[PATCH 1/2] namespaces: introduce sys_hijack (v10)

Wed Nov 28 07:00:54 PST 2007

On Tue, 2007-11-27 at 16:38 -0600, Serge E. Hallyn wrote:
> Quoting Stephen Smalley (sds at tycho.nsa.gov):
> > On Tue, 2007-11-27 at 10:11 -0600, Serge E. Hallyn wrote:
> > > Quoting Crispin Cowan (crispin at crispincowan.com):
> > > > Just the name "sys_hijack" makes me concerned.
> > > > 
> > > > This post describes a bunch of "what", but doesn't tell us about "why"
> > > > we would want this. What is it for?
> > > 
> > > Please see my response to Casey's email.
> > > 
> > > > And I second Casey's concern about careful management of the privilege
> > > > required to "hijack" a process.
> > > 
> > > Absolutely.  We're definately still in RFC territory.
> > > 
> > > Note that there are currently several proposed (but no upstream) ways to
> > > accomplish entering a namespace:
> > > 
> > > 	1. bind_ns() is a new pair of syscalls proposed by Cedric.  An
> > > 	nsproxy is given an integer id.  The id can be used to enter
> > > 	an nsproxy, basically a straight current->nsproxy = target_nsproxy;
> > > 
> > > 	2. I had previously posted a patchset on top of the nsproxy
> > > 	cgroup which allowed entering a nsproxy through the ns cgroup
> > > 	interface.
> > > 
> > > There are objections to both those patchsets because simply switching a
> > > task's nsproxy using a syscall or file write in the middle of running a
> > > binary is quite unsafe.  Eric Biederman had suggested using ptrace or
> > > something like it to accomplish the goal.
> > > 
> > > Just using ptrace is however not safe either.  You are inheriting *all*
> > > of the target's context, so it shouldn't be difficult for a nefarious
> > > container/vserver admin to trick the host admin into running something
> > > which gives the container/vserver admin full access to the host.
> > 
> > I don't follow the above - with ptrace, you are controlling a process
> > already within the container (hence in theory already limited to its
> > container), and it continues to execute within that container.  What's
> > the issue there?
> 
> Hmm, yeah, I may have overspoken - I'm not good at making up exploits
> but while I see it possible to confuse the host admin by setting bogus
> environment, I guess there may not be an actual exploit.
> 
> Still after the fork induced through ptrace, we'll have to execute a
> file out of the hijacked process' namespaces and path (unless we get
> *really* 'exotic').  With hijack, execution continues under the caller's
> control, which I do much prefer.
> 
> The remaining advantages of hijack over ptrace (beside "using ptrace for
> that is crufty") are
> 
> 	1. not subject to pid wraparound (when doing hijack_cgroup
> 	   or hijack_ns)
> 	2. ability to enter a namespace which has no active processes

So possibly I'm missing something, but the situation with hijack seems
more exploitable than ptrace to me - you've created a hybrid task with
one foot in current's world (open files, tty, connection to parent,
executable) and one foot in the target's world (namespaces, uid/gid)
which can then be leveraged by other tasks within the target's
world/container as a way of breaking out of the container.  No?

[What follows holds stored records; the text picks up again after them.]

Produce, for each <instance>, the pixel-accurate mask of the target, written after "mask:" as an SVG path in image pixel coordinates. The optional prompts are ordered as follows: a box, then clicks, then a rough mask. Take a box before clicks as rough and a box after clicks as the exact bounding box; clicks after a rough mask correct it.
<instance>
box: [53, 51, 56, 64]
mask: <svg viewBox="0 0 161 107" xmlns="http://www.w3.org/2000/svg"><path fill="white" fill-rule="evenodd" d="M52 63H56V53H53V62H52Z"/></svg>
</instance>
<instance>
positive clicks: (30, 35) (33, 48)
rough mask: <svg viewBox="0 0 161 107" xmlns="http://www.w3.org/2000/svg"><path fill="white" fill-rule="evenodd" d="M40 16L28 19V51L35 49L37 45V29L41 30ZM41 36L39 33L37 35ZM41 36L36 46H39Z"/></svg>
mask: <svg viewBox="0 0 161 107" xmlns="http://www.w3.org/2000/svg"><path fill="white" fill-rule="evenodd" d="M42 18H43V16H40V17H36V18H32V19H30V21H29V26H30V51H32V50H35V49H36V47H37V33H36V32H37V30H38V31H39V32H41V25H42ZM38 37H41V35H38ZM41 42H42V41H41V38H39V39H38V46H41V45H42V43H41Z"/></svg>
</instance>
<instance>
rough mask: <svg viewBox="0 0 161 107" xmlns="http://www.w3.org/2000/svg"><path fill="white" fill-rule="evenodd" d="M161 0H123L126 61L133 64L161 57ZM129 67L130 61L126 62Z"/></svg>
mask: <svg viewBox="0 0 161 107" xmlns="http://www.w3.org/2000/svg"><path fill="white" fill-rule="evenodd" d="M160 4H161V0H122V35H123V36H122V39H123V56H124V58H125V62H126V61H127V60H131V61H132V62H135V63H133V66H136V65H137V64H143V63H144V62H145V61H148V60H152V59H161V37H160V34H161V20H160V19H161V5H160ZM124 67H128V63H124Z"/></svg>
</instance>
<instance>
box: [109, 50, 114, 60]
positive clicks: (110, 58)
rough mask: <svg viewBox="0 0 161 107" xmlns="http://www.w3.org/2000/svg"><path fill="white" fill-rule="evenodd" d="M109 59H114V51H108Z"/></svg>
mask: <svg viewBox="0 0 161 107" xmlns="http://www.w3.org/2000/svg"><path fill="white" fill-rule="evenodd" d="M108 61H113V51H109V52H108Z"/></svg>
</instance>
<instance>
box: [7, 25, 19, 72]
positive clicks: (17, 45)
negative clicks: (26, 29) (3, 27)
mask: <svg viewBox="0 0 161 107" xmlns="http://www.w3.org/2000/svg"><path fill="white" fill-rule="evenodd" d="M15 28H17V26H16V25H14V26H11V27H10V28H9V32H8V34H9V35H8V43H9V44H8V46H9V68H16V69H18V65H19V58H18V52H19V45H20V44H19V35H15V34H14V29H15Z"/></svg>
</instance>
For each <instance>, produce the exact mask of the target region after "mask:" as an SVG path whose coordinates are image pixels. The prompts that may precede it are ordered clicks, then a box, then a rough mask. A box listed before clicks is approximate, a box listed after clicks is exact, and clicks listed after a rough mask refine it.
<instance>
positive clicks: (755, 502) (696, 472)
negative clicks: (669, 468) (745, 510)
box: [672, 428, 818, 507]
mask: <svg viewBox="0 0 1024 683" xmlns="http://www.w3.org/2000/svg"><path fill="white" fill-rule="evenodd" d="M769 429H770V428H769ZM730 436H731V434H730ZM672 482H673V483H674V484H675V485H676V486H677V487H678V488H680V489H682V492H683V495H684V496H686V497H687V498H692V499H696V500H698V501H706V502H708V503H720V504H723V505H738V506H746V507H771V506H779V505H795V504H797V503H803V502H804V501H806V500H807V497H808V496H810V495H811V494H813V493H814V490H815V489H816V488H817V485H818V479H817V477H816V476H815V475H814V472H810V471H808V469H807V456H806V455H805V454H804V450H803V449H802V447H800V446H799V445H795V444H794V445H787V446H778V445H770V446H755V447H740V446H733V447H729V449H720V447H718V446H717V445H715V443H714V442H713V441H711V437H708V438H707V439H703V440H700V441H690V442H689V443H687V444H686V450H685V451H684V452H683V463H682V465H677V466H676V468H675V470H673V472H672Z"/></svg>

> These also highlight selinux issues.  In the case of hijacking an
> empty cgroup, there is no security context (because there is no task) so
> the context of 'current' will be used.  In the case of hijacking a
> populated cgroup, a task is chosen "at random" to be the hijack source.

Seems like you might be better off with a single operation for creating
a new task within a given namespace set / cgroup rather than trying to
handle multiple situations with different semantics / inheritance
behavior.  IOW, forget about hijacking a specific pid or picking a task
at random from a populated cgroup - just always initialize the state of
the newly created task in the same manner based solely on elements of
the caller's state and the cgroup's state.

> So there are two ways to look at deciding which context to use.  Since
> control continues in the original acting process' context, we might
> want the child to continue in its context.  However if the process
> creates any objects in the virtual server, we don't want them
> mislabeled, so we might want the task in the hijacked task's context.

I suspect that we want to continue in the parent's context, and then the
program can always use setfscreatecon() or exec a helper in a different
context if it wants to create files with contexts tailored to the
target.

> Sigh.  So here's why I thought I'd punt on selinux at least until I had
> a working selinux-enforced container/vserver  :)

-- 
Stephen Smalley
National Security Agency